GitHub - Hamstring-NDR/hamstring

heiDGAF - Domain Generation Algorithms Finder

Machine learning-based DNS classifier for detecting Domain Generation Algorithms (DGAs), tunneling, and data exfiltration by malicious actors.
Explore the docs »

Report Bug · Request Feature

Caution

The project is under active development right now. Everything might change, break, or move around quickly.

Continuous Integration

About the Project

Getting Started

Run heiDGAF using Docker Compose:

HOST_IP=127.0.0.1 docker compose -f docker/docker-compose.yml up

Or run the modules locally on your machine:

python -m venv .venv
source .venv/bin/activate

sh install_requirements.sh

Alternatively, you can use pip install and enter all needed requirements individually with -r requirements.*.txt.

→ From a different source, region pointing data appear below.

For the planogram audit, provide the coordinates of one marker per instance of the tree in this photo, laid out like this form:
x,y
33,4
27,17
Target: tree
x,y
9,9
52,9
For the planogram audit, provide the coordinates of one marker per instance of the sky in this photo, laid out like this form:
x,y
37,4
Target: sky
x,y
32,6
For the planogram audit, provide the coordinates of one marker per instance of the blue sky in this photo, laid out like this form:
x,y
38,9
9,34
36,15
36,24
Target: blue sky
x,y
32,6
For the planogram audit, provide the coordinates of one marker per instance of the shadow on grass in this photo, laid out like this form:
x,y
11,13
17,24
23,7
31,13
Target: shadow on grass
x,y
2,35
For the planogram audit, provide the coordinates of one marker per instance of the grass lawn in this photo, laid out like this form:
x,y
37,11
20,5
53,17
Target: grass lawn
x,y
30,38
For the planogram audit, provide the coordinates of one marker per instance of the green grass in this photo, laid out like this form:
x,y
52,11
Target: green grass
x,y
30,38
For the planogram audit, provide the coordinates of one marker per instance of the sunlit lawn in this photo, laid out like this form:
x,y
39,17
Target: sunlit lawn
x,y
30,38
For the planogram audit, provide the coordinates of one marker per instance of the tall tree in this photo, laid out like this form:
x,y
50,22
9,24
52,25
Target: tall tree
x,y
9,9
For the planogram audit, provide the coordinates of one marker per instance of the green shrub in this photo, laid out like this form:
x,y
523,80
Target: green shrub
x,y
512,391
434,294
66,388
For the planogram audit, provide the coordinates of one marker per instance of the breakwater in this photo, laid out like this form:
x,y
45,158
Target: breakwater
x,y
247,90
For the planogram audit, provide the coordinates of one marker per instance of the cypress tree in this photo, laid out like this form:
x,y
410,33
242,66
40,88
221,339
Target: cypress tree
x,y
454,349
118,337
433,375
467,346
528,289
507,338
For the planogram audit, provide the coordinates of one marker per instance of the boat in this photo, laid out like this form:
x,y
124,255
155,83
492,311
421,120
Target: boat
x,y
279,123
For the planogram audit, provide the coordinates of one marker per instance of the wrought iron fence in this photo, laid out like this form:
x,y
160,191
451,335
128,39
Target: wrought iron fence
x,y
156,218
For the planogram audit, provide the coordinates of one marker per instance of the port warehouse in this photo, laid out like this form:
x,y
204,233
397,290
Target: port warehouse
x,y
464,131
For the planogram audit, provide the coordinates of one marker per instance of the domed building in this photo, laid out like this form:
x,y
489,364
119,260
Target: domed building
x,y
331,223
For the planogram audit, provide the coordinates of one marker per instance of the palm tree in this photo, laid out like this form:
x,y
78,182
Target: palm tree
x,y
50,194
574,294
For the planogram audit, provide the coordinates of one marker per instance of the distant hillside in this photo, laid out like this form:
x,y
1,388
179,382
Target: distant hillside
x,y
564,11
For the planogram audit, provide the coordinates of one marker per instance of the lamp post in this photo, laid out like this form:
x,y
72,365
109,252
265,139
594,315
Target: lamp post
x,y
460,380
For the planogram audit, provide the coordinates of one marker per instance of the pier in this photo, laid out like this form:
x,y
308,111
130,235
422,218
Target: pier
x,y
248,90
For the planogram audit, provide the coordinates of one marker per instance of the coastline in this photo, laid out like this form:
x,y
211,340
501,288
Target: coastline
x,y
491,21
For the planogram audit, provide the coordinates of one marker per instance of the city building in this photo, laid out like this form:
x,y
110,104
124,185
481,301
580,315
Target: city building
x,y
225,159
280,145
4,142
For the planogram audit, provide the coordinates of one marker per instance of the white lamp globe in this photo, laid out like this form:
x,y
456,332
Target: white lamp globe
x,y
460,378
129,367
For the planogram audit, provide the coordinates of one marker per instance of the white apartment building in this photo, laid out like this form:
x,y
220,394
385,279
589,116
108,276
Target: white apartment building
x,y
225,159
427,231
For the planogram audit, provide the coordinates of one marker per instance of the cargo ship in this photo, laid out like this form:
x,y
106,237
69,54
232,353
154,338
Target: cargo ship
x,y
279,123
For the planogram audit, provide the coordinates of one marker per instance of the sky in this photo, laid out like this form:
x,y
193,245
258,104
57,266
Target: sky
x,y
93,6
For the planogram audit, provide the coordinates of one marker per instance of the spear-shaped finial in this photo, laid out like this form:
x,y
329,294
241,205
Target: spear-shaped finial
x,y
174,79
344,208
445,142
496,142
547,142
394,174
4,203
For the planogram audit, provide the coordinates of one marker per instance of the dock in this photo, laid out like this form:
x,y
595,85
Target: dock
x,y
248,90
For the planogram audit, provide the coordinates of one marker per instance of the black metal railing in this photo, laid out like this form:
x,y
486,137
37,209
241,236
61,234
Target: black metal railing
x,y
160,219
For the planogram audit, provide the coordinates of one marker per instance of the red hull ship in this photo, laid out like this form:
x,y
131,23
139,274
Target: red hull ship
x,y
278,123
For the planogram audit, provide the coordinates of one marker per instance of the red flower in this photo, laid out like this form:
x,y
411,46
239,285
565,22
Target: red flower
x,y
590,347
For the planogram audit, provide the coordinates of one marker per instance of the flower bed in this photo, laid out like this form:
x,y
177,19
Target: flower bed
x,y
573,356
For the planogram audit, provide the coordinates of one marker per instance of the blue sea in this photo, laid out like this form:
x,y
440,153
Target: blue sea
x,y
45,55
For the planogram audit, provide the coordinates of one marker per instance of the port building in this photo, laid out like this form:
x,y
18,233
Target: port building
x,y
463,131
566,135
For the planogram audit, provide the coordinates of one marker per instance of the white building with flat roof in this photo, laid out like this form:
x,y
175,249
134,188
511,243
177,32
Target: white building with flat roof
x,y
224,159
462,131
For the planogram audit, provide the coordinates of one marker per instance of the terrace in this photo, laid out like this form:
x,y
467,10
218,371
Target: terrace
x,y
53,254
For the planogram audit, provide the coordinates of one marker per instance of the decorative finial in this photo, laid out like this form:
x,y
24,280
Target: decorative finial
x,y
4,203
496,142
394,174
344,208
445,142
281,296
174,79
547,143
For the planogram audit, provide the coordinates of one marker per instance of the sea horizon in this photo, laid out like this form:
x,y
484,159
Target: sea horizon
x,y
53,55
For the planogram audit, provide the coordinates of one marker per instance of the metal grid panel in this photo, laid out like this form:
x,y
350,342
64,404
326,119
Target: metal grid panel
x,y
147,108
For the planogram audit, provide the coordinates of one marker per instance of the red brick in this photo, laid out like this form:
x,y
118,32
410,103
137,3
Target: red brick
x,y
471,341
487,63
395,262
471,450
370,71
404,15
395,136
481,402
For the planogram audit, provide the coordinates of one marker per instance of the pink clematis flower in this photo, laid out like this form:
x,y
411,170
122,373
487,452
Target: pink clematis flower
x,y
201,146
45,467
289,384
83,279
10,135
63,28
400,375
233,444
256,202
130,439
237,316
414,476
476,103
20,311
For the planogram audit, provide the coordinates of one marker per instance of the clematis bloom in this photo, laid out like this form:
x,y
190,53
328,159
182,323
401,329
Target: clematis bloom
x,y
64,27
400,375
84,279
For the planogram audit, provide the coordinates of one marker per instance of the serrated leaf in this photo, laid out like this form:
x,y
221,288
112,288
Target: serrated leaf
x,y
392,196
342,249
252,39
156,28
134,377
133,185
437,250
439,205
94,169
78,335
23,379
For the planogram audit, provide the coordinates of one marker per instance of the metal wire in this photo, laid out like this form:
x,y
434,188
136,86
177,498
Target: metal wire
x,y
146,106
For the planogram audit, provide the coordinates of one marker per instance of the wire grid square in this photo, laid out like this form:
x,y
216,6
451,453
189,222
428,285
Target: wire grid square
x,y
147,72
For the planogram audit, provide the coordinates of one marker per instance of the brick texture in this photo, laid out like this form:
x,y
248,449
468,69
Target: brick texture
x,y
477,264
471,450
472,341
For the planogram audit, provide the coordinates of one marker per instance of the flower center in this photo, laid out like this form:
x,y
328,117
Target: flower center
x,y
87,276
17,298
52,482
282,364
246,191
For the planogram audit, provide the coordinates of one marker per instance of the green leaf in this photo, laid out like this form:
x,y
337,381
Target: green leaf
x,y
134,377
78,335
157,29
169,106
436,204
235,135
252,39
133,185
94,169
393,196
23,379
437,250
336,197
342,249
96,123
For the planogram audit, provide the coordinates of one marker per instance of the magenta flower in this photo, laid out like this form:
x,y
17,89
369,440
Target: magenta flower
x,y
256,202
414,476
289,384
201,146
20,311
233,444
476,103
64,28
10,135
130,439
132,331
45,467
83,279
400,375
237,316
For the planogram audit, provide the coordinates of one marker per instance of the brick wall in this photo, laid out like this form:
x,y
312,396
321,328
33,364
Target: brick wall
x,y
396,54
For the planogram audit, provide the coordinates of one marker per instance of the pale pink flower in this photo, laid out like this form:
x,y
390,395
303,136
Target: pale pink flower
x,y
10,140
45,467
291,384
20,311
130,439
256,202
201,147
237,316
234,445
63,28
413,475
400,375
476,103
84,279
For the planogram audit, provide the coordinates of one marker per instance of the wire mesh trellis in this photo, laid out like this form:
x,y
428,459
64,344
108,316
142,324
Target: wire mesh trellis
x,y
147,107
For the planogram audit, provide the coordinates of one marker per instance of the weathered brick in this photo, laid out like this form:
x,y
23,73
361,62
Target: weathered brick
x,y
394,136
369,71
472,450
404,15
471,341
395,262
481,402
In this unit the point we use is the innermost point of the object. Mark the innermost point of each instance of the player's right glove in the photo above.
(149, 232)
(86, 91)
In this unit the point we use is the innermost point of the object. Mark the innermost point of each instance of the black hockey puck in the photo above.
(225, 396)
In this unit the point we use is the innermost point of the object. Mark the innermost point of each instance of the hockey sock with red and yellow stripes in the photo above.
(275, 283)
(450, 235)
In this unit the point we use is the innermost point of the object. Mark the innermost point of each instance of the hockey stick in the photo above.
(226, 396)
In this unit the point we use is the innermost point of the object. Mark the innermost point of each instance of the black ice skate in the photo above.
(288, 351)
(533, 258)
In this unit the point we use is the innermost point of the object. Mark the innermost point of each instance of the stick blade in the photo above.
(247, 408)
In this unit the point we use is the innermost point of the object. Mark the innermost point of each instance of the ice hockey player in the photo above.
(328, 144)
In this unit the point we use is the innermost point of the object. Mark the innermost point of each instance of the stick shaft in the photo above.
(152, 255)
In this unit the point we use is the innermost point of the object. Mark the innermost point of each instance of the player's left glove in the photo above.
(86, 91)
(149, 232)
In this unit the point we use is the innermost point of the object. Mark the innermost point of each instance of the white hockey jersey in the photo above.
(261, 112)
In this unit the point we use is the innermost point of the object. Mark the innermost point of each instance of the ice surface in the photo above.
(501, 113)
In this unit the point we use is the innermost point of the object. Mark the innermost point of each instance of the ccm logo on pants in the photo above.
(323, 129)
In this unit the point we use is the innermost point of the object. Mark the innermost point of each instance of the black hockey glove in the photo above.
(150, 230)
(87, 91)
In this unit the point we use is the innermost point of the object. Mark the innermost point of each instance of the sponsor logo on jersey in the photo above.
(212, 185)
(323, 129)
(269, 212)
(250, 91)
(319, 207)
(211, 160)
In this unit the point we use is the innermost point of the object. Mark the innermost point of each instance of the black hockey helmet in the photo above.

Now, you can start each stage, e.g. the inspector:

python src/inspector/inspector.py

(back to top)

Usage

Configuration

To configure heiDGAF according to your needs, use the provided config.yaml.

The most relevant settings are related to your specific log line format, the model you want to use, and possibly infrastructure.

The section pipeline.log_collection.collector.logline_format has to be adjusted to reflect your specific input log line format. Using our adjustable and flexible log line configuration, you can rename, reorder and fully configure each field of a valid log line. Freely define timestamps, RegEx patterns, lists, and IP addresses. For example, your configuration might look as follows:

- [ "timestamp", Timestamp, "%Y-%m-%dT%H:%M:%S.%fZ" ]
- [ "status_code", ListItem, [ "NOERROR", "NXDOMAIN" ], [ "NXDOMAIN" ] ]
- [ "client_ip", IpAddress ]
- [ "dns_server_ip", IpAddress ]
- [ "domain_name", RegEx, '^(?=.{1,253}$)((?!-)[A-Za-z0-9-]{1,63}(?<!-)\.)+[A-Za-z]{2,63}$' ]
- [ "record_type", ListItem, [ "A", "AAAA" ] ]
- [ "response_ip", IpAddress ]
- [ "size", RegEx, '^\d+b$' ]

The options pipeline.data_inspection and pipeline.data_analysis are relevant for configuring the model. The section environment can be fine-tuned to prevent naming collisions for Kafka topics and adjust addressing in your environment.

For more in-depth information on your options, have a look at our official documentation, where we provide tables explaining all values in detail.

Monitoring

To monitor the system and observe its real-time behavior, multiple Grafana dashboards have been set up.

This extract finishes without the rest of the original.